Już piąty rok z rzędu maleje liczba ludności w Polsce. Dzieje się tak mimo zakładania rodzin przez osoby z wyżu demograficznego z przełomu lat 70 i 80 XX wieku.
Wstępne szacunku Głównego Urzędu Statystycznego mówią, że pod koniec czerwca 2016 roku ludność Polski liczyła 38 milionów 422 tysięcy ludzi. To o mniej niż pod koniec 2015 roku i o 27 tysięcy mniej niż przed rokiem. Jest to skutek tego, że w pierwszych 6 miesiącach 2016 roku liczba zgonów w Polsce była niemal o 9 tysięcy wyższa niż liczba urodzonych dzieci. Dzieje się tak, mimo że w pierwszym półroczu przyszło na świat 191 tysięcy nowych Polaków, czyli o 10 tysięcy więcej niż w 2015 roku.

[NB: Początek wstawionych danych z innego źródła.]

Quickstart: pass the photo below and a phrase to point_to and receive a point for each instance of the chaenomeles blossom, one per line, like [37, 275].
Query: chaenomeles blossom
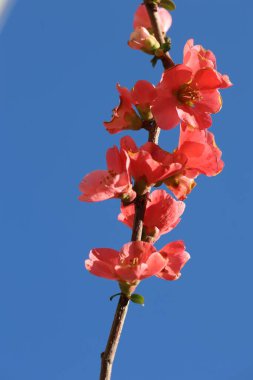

Doktor Agata Zygmunt z Uniwersytetu Śląskiego wyjaśniła na łamach „Dziennika Gazety Prawnej”, że taki wzrost narodzin to najprawdopodobniej skutek decyzji trzydziestokilkulatków z Polski, którzy podjęli decyzję o założeniu rodziny. Odzwierciedlają to statystyki GUS-u, gdyż od stycznia do końca czerwca 2016 roku zawarto w Polsce 74 tysiące małżeństw, czyli o 5 tysięcy więcej niż rok wcześniej.